Dec 04 2009
The Green Seen
Several items relating to the business and technology of clean energy and the environment caught our attention this week:

General Motors will launch the Chevrolet Volt "extended range" electric car in California next year with some of the vehicles going to utility fleets in two-year demonstration projects at PG&E, Southern California Edison, Sacramento Municipal Utility District and also the Electric Power Research Institute. The demonstration project also aims to set up 500 charging stations. The Volt is designed to drive 40 miles on electricity; when the lithium-ion battery runs low an engine/generator extends driving range to more than 300 miles.

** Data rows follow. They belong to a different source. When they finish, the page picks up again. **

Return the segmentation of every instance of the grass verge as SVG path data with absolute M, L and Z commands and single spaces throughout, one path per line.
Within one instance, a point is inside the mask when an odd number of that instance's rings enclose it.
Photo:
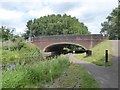
M 67 58 L 60 56 L 52 60 L 18 66 L 16 70 L 2 72 L 2 88 L 36 88 L 54 80 L 69 66 Z
M 47 88 L 100 88 L 97 81 L 79 64 L 69 68 Z
M 109 51 L 109 62 L 105 64 L 105 50 Z M 99 66 L 110 66 L 112 65 L 112 43 L 111 41 L 105 40 L 91 49 L 93 52 L 92 56 L 87 57 L 86 53 L 75 55 L 77 59 L 92 62 Z

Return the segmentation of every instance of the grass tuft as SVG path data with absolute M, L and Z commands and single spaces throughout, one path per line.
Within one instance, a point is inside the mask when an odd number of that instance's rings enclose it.
M 86 57 L 86 53 L 75 55 L 76 58 L 80 60 L 85 60 L 88 62 L 92 62 L 99 66 L 105 65 L 105 50 L 108 49 L 109 51 L 109 62 L 107 63 L 107 66 L 112 65 L 112 44 L 111 41 L 105 40 L 104 42 L 101 42 L 94 48 L 92 48 L 93 55 Z

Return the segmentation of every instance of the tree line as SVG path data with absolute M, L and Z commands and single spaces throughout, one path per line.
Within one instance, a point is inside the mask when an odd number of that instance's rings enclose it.
M 70 15 L 52 14 L 27 22 L 24 36 L 61 35 L 61 34 L 90 34 L 87 26 L 76 17 Z
M 107 21 L 101 23 L 100 33 L 107 34 L 109 39 L 120 39 L 120 5 L 106 19 Z

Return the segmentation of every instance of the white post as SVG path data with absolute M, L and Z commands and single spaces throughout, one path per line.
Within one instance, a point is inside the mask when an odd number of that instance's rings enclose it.
M 92 48 L 92 44 L 93 44 L 93 42 L 92 42 L 92 35 L 91 35 L 91 37 L 90 37 L 90 46 L 91 46 L 91 48 Z

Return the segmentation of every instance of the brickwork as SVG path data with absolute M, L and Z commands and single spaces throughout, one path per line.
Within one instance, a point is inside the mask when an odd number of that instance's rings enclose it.
M 33 43 L 37 45 L 41 50 L 45 50 L 50 45 L 55 43 L 73 43 L 90 49 L 98 43 L 102 42 L 107 37 L 103 37 L 101 34 L 88 34 L 88 35 L 53 35 L 53 36 L 40 36 L 33 38 Z

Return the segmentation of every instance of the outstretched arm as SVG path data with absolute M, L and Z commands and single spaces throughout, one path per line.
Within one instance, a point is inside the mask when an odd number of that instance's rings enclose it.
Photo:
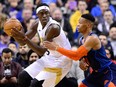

Los Angeles Mayor Antonio Villaraigosa will set up an electric vehicle infrastructure to lure battery and charging station manufacturers, create green jobs and become "the capital of the electric car." The city and partners plan to update 400 existing charging stations and add 100 more around the region to be ready by fall 2010. Partners include Southern California Edison, Los Angeles Department of Water and Power, Southern California Power Authority, automakers and other cities.
Hybrid garbage trucks soon may be lumbering down your street. New York and a few other cities are testing diesel-electric hybrids, with companies like Freightliner, Navistar, Mack, Crane Carrier and Peterbilt joining with electric motor developers Azure Dynamics and Eaton. New York is testing a 36-ton garbage collector built by Mack Trucks and three other hybrids from Crane Carrier. After a year of testing, the city's sanitation department will pick a winner and begin buying 300 trucks a year with fuel consumption cut by about 30 percent.